(483g) Microswimmer Combing: A Dynamic and Ultra-Simple Approach for Rapid Isolation of Active Microswimmers on an Open Surface | AIChE

(483g) Microswimmer Combing: A Dynamic and Ultra-Simple Approach for Rapid Isolation of Active Microswimmers on an Open Surface

Authors 

Sun, G. - Presenter, Georgia Institute of Technology
Lu, H., Georgia Institute of Technology
High-throughput isolation of bioparticles like cells and micro-organisms, is an essential technical need for a wide range of applications, such as image-based phenotypical screening and single-cell transcriptomic profiling. Various microfluidic methods have been developed to isolate static bioparticles including cells and embryos. Among these methods, open-surface microfluidic techniques, such as open-surface droplet arrays and under oil open-channel microfluidics, possess a unique advantage as they do not require sophisticated off-chip controllers and tubing connections. They hence greatly lower the operational barrier for general biologists and pharmaceutical researchers. Most open-surface techniques rely on engineered surface wettability or surface morphology to partition liquid buffers into nanoliter or microliter droplets for sample isolation. While these open-surface methods are successful in manipulating nonmoving bioparticles, adapting them for screening multicellular and active microswimmers is not as straightforward. The challenge is that these microswimmers usually have irregular body shapes and are highly mobile, which make them difficult to handle and isolate by existing sample loading mechanism based on droplet partitioning.

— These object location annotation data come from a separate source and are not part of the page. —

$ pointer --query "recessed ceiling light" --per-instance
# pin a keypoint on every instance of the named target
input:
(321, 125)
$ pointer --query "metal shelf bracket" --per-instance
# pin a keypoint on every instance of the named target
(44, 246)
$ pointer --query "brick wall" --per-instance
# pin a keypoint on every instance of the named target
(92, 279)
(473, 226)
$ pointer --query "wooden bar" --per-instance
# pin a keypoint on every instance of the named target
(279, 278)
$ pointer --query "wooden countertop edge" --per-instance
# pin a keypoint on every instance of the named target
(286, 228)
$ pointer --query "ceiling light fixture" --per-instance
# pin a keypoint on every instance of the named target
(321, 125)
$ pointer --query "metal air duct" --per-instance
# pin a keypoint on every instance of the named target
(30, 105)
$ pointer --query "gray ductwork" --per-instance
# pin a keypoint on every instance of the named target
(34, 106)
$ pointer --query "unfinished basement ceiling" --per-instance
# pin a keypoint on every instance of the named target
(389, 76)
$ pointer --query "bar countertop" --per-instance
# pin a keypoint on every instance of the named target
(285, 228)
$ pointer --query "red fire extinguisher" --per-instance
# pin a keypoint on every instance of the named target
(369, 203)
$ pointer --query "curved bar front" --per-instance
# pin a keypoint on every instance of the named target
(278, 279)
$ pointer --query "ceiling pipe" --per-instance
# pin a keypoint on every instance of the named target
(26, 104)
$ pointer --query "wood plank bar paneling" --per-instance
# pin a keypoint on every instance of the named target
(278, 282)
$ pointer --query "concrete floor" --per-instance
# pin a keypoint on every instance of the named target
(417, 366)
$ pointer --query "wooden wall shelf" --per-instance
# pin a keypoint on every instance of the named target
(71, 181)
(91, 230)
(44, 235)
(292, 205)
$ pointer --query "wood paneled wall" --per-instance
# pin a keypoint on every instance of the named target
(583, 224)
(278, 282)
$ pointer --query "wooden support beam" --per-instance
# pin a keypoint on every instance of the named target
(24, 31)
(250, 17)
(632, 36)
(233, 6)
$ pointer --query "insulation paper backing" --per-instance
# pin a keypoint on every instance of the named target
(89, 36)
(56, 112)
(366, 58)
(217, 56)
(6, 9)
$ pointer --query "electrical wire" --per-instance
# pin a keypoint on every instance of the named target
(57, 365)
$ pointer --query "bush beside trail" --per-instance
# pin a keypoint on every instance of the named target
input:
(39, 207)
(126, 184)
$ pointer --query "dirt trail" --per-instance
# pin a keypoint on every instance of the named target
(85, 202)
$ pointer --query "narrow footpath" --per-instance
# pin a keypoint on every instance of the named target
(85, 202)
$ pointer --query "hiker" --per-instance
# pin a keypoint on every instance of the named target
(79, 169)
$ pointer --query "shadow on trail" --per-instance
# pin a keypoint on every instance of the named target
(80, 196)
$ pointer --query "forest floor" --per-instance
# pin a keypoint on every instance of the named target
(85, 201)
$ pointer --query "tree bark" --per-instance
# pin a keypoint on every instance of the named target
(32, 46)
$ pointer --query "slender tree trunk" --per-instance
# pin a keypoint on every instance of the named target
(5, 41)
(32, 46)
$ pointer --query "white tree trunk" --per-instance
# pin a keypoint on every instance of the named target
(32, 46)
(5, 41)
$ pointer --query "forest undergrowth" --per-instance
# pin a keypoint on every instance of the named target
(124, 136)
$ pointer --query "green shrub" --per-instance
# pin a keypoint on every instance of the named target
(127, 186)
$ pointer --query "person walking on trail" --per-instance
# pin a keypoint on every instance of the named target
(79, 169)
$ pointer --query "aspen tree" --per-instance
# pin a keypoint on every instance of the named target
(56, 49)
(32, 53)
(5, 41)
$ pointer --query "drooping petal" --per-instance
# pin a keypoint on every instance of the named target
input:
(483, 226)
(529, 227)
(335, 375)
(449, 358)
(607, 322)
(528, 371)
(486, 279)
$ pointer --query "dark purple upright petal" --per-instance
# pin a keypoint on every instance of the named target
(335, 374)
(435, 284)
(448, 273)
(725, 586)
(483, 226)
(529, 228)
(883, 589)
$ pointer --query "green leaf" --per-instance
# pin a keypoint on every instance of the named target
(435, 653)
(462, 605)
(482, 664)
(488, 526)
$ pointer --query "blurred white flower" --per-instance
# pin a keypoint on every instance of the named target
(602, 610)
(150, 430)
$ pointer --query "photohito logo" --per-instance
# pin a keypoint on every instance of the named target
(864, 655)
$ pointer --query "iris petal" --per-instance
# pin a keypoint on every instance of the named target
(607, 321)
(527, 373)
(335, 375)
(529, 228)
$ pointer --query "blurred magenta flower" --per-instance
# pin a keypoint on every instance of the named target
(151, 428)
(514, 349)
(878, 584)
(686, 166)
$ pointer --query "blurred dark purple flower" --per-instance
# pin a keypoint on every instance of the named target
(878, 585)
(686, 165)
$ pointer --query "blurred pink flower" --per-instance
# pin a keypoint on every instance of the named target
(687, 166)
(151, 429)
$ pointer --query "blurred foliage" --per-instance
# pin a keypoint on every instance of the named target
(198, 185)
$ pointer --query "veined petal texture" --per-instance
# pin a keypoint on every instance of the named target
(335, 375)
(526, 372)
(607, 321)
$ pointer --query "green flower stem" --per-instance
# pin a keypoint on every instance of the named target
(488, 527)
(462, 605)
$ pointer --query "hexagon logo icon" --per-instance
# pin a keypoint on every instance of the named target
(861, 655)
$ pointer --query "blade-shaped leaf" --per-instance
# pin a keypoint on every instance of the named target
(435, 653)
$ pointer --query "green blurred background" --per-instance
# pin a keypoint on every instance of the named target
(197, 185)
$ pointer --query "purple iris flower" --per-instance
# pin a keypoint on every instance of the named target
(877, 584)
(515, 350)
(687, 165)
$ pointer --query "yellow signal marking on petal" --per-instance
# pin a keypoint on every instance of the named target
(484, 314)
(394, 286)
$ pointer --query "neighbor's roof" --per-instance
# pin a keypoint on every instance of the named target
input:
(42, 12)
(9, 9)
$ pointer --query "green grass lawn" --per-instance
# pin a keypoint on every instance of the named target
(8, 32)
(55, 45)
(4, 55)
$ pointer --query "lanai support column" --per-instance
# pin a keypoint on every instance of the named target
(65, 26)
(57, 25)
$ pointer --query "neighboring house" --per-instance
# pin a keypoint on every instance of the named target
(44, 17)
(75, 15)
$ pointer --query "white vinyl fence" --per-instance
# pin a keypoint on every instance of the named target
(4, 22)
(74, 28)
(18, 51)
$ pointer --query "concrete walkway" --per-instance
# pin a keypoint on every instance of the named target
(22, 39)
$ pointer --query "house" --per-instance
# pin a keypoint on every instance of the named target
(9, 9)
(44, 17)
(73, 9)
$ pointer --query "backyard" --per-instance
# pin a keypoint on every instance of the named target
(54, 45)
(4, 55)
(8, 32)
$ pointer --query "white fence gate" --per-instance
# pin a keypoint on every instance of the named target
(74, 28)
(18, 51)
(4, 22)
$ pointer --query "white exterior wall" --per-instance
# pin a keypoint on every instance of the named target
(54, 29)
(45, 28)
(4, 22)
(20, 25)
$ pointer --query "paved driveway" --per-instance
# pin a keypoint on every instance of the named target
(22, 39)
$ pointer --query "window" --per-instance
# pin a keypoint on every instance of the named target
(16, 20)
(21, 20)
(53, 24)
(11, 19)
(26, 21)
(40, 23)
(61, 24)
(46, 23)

To address this challenge, we develop an ultra-simple approach termed “microswimmer combing” that can in parallel isolate highly active small animals from a suspension and individually address them on an open surface. Our approach exploits a novel dynamic sample loading mechanism by engineering local contact line dynamics on a 2D microgel array. The unique interfacial dynamics dominates the active locomotion of microswimmers, and hence achieves open-surface sample isolation. We demonstrate the efficacy of this approach using one of the most studied and hardest to isolate microswimmer, Caenorhabditis elegans, as a model. The open-surface substrate for housing individual C. elegans consists of an array of separated hydrophilic PEG-based microgel pads surrounded by a continuous, less-hydrophilic plastic surface made of structured Kapton tape. To capture individual microswimmers on the microgel array, we move a thin film of active worm suspension across the microgel array by a glass slide on top of the substrate, which we call “combing”. When the receding edge of the liquid film slides through, the imbalance of local capillary pressures between the microgel pad and the surrounding plastic surface due to their different wettabilities drives a rapid collapsing of opposite meniscus between two adjacent microgel pads. Such a fast contact line dynamic can hence pin the individual animal on a microgel pad autonomously. This approach can be performed simply by hand without any external equipment. More than 100 worms can be isolate on a single chip with 80% single isolation rate, within 30 seconds.

We provide a simple scaling theory to guide the design of the device for adapting this approach to different active bioparticles. The mechanistic principle underpins the robust sample loading which does not rely on user expertise; the isolation performance is largely guaranteed a priori by design. We demonstrate the effectiveness and simplicity of this approach by characterizing the consistent sample isolation performance with different device designs, loading conditions, and users. The open-surface array of isolated microswimmers can be directly used for multiple screening applications. Here we demonstrate the utility of this strategy with high-resolution image-based screening of synaptic development in larval C. elegans. Other screening functions, such as selective sample recovery, can also be enabled by the open-accessibility of individual samples isolated on our device. Although we demonstrate this method using nematode C. elegans as an example, we envision that our device, with proper scaling, can be easily modified to study other active microswimmer model systems, such as parasitic nematodes, D. rerio and Ciona larvae, and motile bacteria.